Levard C, Hotze EM, Lowry GV, Brown GE Jr.
Author information
Abstract
Silver nanoparticles (Ag-NPs) readily transform in the environment, which modifies their properties and alters their transport, fate, and toxicity. It is essential to consider such transformations when assessing the potential environmental impact of Ag-NPs. This review discusses the major transformation processes of Ag-NPs in various aqueous environments, particularly transformations of the metallic Ag cores caused by reactions with (in)organic ligands, and the effects of such transformations on physical and chemical stability and toxicity.

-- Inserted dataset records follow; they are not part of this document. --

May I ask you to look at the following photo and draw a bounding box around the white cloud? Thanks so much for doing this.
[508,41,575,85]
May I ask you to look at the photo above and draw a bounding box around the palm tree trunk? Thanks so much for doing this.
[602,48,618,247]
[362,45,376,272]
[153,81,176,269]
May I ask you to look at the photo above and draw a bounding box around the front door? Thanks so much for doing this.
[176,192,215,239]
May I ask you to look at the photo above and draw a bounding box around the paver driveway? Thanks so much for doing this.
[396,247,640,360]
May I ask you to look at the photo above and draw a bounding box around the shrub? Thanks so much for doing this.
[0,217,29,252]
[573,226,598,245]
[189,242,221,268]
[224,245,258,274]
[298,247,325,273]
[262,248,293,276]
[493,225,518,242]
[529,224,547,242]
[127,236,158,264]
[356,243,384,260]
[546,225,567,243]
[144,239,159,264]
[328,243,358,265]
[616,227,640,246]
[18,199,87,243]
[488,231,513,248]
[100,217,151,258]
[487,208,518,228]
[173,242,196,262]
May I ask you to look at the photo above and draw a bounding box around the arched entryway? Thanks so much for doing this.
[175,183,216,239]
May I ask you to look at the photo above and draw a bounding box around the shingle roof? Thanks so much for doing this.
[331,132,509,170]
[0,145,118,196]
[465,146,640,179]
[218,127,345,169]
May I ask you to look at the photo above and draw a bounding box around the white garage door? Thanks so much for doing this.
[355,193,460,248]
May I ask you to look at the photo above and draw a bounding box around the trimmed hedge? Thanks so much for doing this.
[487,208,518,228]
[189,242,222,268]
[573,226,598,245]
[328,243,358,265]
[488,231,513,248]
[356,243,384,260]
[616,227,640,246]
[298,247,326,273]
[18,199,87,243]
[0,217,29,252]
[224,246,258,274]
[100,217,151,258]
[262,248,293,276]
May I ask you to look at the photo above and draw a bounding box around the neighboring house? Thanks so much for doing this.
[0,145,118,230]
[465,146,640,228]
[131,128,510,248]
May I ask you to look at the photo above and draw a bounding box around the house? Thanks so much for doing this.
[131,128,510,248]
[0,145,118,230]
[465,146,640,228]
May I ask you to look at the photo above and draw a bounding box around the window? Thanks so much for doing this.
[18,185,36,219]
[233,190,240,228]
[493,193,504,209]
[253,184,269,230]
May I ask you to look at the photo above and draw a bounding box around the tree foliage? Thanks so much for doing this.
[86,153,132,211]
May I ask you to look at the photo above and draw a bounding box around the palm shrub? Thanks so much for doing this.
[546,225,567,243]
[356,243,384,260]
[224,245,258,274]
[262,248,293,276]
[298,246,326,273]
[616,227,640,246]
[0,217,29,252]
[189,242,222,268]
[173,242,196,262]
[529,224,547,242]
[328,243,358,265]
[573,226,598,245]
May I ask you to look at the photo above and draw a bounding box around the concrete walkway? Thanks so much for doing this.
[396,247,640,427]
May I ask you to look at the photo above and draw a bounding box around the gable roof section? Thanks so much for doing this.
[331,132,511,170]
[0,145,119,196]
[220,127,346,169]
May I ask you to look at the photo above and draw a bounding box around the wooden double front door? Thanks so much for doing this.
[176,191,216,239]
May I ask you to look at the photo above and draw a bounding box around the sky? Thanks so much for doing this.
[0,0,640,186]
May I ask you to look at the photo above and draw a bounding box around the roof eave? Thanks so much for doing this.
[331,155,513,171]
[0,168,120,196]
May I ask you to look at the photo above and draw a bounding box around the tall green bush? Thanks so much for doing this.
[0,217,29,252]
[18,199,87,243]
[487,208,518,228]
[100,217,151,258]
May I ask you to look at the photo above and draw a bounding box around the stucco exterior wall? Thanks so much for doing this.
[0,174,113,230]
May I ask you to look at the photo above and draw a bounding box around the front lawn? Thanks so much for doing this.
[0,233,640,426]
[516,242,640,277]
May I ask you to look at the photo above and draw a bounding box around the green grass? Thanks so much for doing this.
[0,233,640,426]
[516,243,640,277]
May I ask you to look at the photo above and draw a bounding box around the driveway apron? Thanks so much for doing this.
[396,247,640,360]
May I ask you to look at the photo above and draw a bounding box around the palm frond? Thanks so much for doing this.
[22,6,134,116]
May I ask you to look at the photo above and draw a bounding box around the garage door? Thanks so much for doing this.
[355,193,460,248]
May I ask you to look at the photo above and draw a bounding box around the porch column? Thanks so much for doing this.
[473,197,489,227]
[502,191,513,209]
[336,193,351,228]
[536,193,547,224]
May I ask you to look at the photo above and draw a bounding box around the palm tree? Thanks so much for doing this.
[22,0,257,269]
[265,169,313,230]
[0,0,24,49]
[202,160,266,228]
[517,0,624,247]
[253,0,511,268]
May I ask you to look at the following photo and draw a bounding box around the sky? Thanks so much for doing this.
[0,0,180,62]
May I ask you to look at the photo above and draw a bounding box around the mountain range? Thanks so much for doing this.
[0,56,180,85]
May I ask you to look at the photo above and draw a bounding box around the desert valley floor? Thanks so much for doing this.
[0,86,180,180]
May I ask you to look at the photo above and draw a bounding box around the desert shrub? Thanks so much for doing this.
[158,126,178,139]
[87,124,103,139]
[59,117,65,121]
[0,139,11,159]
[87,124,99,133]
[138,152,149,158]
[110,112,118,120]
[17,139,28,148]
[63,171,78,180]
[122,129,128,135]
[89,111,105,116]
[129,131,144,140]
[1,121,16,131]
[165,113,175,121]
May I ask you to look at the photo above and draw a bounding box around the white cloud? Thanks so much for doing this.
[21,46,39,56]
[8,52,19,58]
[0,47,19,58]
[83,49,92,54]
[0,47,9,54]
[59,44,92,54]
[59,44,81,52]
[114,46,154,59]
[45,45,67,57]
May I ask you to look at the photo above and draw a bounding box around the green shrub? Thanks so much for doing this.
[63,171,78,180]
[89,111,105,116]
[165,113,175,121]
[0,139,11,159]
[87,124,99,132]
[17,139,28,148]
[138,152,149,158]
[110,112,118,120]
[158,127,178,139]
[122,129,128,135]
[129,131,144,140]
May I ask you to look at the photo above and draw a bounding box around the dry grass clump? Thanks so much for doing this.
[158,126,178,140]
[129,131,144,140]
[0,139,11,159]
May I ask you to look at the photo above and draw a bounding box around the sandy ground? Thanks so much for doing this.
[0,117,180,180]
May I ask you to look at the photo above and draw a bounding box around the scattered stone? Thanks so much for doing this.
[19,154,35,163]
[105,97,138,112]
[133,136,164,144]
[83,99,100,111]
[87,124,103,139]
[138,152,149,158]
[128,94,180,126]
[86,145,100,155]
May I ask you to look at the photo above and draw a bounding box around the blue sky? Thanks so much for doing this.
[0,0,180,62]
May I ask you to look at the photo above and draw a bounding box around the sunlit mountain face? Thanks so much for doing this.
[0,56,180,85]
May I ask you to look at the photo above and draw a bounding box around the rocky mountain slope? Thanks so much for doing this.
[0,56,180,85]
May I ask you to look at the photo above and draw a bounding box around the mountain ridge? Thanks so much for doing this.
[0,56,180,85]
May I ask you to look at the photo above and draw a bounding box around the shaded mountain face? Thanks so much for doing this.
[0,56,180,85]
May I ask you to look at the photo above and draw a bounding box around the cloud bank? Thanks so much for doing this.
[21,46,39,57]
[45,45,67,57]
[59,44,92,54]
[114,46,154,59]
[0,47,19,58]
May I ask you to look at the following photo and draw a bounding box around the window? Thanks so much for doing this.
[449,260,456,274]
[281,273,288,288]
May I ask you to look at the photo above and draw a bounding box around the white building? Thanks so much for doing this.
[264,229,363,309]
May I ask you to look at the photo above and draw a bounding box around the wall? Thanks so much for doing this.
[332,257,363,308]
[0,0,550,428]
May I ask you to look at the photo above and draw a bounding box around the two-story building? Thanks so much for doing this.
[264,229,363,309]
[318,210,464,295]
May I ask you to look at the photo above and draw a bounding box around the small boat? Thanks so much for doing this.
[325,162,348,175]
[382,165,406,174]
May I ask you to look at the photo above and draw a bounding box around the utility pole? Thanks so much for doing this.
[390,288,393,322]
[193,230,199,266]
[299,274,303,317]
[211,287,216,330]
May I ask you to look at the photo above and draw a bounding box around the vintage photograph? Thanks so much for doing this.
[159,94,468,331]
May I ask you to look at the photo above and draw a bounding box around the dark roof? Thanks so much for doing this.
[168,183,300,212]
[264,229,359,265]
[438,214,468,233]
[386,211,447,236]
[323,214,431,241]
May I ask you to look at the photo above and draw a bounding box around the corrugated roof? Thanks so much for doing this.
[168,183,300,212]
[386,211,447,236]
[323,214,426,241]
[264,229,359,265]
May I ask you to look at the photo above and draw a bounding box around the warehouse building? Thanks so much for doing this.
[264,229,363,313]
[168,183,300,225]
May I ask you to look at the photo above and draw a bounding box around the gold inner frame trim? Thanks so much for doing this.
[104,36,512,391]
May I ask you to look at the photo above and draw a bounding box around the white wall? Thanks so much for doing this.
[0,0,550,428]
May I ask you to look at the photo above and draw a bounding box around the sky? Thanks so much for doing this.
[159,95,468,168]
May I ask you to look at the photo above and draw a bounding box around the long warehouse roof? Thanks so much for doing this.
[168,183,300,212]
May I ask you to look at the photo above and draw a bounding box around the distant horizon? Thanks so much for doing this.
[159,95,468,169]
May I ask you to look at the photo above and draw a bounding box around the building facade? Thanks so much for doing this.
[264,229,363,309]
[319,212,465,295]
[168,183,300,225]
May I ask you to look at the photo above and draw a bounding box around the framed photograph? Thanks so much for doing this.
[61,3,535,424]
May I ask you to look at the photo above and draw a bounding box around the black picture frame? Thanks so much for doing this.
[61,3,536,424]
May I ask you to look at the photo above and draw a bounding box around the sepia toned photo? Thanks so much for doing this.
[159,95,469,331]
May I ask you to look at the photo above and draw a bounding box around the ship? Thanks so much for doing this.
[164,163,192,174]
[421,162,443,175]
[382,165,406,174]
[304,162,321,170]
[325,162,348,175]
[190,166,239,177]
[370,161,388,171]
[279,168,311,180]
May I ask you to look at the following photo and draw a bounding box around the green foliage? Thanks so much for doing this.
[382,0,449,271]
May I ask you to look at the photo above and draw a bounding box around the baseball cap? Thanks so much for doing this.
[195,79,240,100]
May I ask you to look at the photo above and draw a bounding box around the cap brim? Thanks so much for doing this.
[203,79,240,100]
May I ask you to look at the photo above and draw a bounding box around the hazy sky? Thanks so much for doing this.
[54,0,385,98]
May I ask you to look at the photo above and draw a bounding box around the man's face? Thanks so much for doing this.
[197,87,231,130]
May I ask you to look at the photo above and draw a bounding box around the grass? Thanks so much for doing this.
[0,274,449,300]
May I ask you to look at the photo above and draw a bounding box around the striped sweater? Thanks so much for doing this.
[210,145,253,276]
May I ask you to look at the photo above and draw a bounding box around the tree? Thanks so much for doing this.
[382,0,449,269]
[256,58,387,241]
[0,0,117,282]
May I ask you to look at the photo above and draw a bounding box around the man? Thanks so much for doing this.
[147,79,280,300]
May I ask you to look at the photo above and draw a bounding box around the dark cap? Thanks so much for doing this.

Thermodynamic arguments are used to predict what forms of oxidized silver will predominate in various environmental scenarios. Silver binds strongly to sulfur (both organic and inorganic) in natural systems (fresh and sea waters) as well as in wastewater treatment plants, where most Ag-NPs are expected to be concentrated and then released. Sulfidation of Ag-NPs results in a significant decrease in their toxicity due to the lower solubility of silver sulfide, potentially limiting their short-term environmental impact. This review also discusses some of the major unanswered questions about Ag-NPs, which, when answered, will improve predictions about their potential environmental impacts. Research needed to address these questions includes fundamental molecular-level studies of Ag-NPs and their transformation products, particularly Ag(2)S-NPs, in simplified model systems containing common (in)organic ligands, as well as under more realistic environmental conditions using microcosm/mesocosm-type experiments. Toxicology studies of Ag-NP transformation products, including different states of aggregation and sulfidation, are also required. In addition, there is the need to characterize the surface structures, compositions, and morphologies of Ag-NPs and Ag(2)S-NPs to the extent possible because they control properties such as solubility and reactivity.